It’s the most wonderful time of the year. Time to gather the family, take time off from work, exchange gifts, build a snowman…and agonize over whether to bid “Merry Christmas” – or “Happy Holidays” – or nothing at all – to the cashier at the supermarket.
Yup, it’s the hap-happiest season of all. And it seems to begin earlier with each passing year.
It's beginning to look a lot like Christmas. (Oh wait, am I allowed say that?)
Just last week, the American Family Association called for a boycott of the Gap (and its affiliated stores, including Old Navy and Banana Republic) because of “the company’s censorship of the word Christmas” in their advertising .
Censorship? I don’t understand. Did the Gap ever claim to be a Christian organization, that they should be bound by religious observances? That would be news to me.
There’s more. The AFA has compiled a list of dozens of retailers that are either friendly or hostile to their cause. Apparently Office Depot and Advance Auto Parts are “naughty,” and Macy’s and Bass Pro Shops are “nice.” Best Buy and Safeway reside in a no man’s land in-between, as (apparently) they’re unconscionably ambivalent to the whole thing.
Exactly what do spark plugs and tackle boxes have to do with Christmas? Someone tell me, please.
Someone should remind the fine folks at the AFA of what a boycott is supposed to be. From its modern inception, the very concept of a boycott isn’t just about protest, defamation, or inflicting economic damage. Rather, the protest should be accompanied by some type of voluntary personal sacrifice.

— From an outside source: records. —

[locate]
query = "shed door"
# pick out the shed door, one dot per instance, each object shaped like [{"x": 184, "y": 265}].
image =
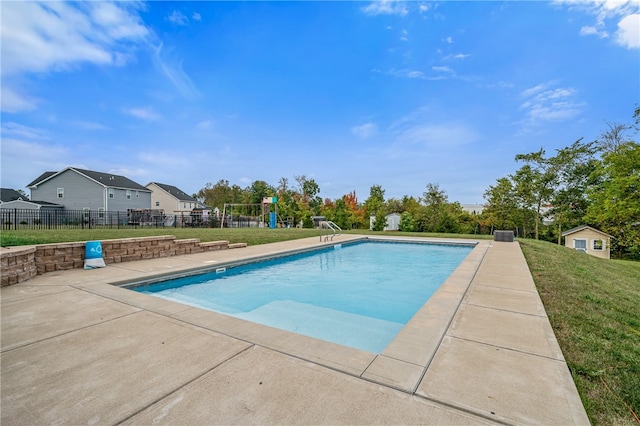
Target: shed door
[{"x": 580, "y": 245}]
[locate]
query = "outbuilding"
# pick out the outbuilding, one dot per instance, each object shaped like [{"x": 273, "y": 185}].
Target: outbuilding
[{"x": 588, "y": 240}]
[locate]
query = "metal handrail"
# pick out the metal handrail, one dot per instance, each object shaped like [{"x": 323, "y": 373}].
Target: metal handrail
[{"x": 329, "y": 225}]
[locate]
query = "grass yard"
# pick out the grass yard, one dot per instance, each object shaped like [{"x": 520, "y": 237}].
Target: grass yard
[
  {"x": 593, "y": 305},
  {"x": 594, "y": 308}
]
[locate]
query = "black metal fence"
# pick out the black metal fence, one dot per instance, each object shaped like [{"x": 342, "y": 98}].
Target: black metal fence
[{"x": 16, "y": 219}]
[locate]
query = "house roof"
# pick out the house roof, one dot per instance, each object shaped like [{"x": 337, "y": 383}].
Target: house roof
[
  {"x": 582, "y": 227},
  {"x": 45, "y": 204},
  {"x": 177, "y": 193},
  {"x": 105, "y": 179},
  {"x": 7, "y": 194}
]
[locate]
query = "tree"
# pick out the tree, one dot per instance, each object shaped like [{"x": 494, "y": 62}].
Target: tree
[
  {"x": 541, "y": 181},
  {"x": 502, "y": 206},
  {"x": 433, "y": 214},
  {"x": 574, "y": 167},
  {"x": 614, "y": 203},
  {"x": 355, "y": 211},
  {"x": 258, "y": 190},
  {"x": 374, "y": 206}
]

When Captain Charles Boycott evicted the tenant farmhands from his land in 1880, the surrounding community rose up to object. The local merchants wouldn’t deal with him, and even the most desperate unemployed citizens wouldn’t work in his fields. Boycott’s business was ruined, but the protesters themselves suffered substantial injury as well. And that was the point: They suffered for a greater good.

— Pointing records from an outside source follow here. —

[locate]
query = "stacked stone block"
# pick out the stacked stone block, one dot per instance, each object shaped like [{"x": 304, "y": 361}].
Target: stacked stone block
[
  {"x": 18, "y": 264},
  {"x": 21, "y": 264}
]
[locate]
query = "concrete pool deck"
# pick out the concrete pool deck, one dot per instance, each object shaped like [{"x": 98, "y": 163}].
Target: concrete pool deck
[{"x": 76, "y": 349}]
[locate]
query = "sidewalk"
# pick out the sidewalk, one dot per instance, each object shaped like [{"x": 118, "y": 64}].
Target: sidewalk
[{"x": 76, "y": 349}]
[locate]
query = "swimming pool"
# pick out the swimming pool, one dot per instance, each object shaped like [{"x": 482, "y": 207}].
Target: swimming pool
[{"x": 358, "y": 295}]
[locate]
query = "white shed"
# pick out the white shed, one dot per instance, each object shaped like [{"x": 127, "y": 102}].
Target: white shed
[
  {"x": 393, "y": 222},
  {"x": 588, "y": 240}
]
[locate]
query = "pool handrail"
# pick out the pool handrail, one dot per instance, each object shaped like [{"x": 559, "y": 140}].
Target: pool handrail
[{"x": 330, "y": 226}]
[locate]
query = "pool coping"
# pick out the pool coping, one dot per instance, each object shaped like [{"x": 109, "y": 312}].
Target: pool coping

When the black citizens of Montgomery refused to ride the city’s transit buses, they didn’t just deplete the fareboxes. They had to walk everywhere, hitch rides where they could, even lose their jobs or drop out of school. But their cause was just, so they endured.

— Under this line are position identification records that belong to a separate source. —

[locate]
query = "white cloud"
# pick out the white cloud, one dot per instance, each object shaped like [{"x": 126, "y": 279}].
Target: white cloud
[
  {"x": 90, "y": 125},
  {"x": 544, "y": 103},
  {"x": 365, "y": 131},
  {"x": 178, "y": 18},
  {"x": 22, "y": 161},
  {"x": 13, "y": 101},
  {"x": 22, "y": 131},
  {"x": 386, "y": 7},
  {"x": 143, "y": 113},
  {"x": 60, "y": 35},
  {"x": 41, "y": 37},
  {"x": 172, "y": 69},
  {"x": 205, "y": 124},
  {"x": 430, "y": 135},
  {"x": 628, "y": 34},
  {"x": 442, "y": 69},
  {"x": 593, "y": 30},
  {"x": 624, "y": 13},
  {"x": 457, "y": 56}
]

I’m reminded of the Southern Baptist boycott of the Walt Disney Company, back in the 1990s. What would be the practical impact on the life of a boycotter? It would mean that you vacation at Six Flags. You attend theaters exhibiting movies by MGM or Fox. Or you decorate your baby’s nursery with images of Bugs Bunny instead of Mickey Mouse.
As for the personal sacrifice? You can’t buy a cute little hat with mouse ears.
The American Family Association desires to take a stand for good old-fashioned moral values, and on this matter I couldn’t agree more. They observe the state of our modern American society, and they see a generation of children growing up in a cesspool of liquor, drugs, and illicit sex. Again, yes, I feel their pain. But for all their preaching, do they really achieve the ends that they seek? Two measures seem relevant here.
For one, do the target companies repent of their “sinful” behavior? History has shown that boycotts – especially on large companies like Gap or Disney – rarely inflict a measurable level of damage on their targets; and even if they do, the effect is very short-lived, because the public’s attention span is so short. A temporary decline in the sale of denim jeans is meaningless to a multibillion-dollar company. A thousand fewer visitors at an amusement park will never persuade the company to do – or not do – anything.
Secondly, do we now have a more righteous society because the AFA took a principled stand on some important issue? Have we seen a rush of pagans forsaking the pub for the cross? Hard to tell, but everywhere I look, this kind of foolish posturing only harms their cause. To the unbelievers out there, it implies that all Christians are petty and intolerant, angrily denouncing anyone who doesn’t dance to their tune.
True evangelism – the kind that truly helps people – is achieved by gentle persuasion, not hostile confrontation. I’m a Christian, but that doesn’t give me the right to compel you to honor my traditions. It didn’t work in old Rome, or during the Crusades, and it won’t work today.
Try to picture, if you can, the outrage that would surely follow if we suggested that Moslems keep quiet about Ramadan. Or Hindus about the Festival of Ganesh. Imagine the media coverage that we would see if someone asked Jews to shut up about Passover. The ACLU would have to hire a thousand new lawyers, just to keep up. But Christians? They're disposable. Don't wory about them.
So if you see me at the supermarket, go ahead and wish me a happy Hanukkah. It’s a friendly greeting, and I will accept it all day long. Maybe even twice on Sunday.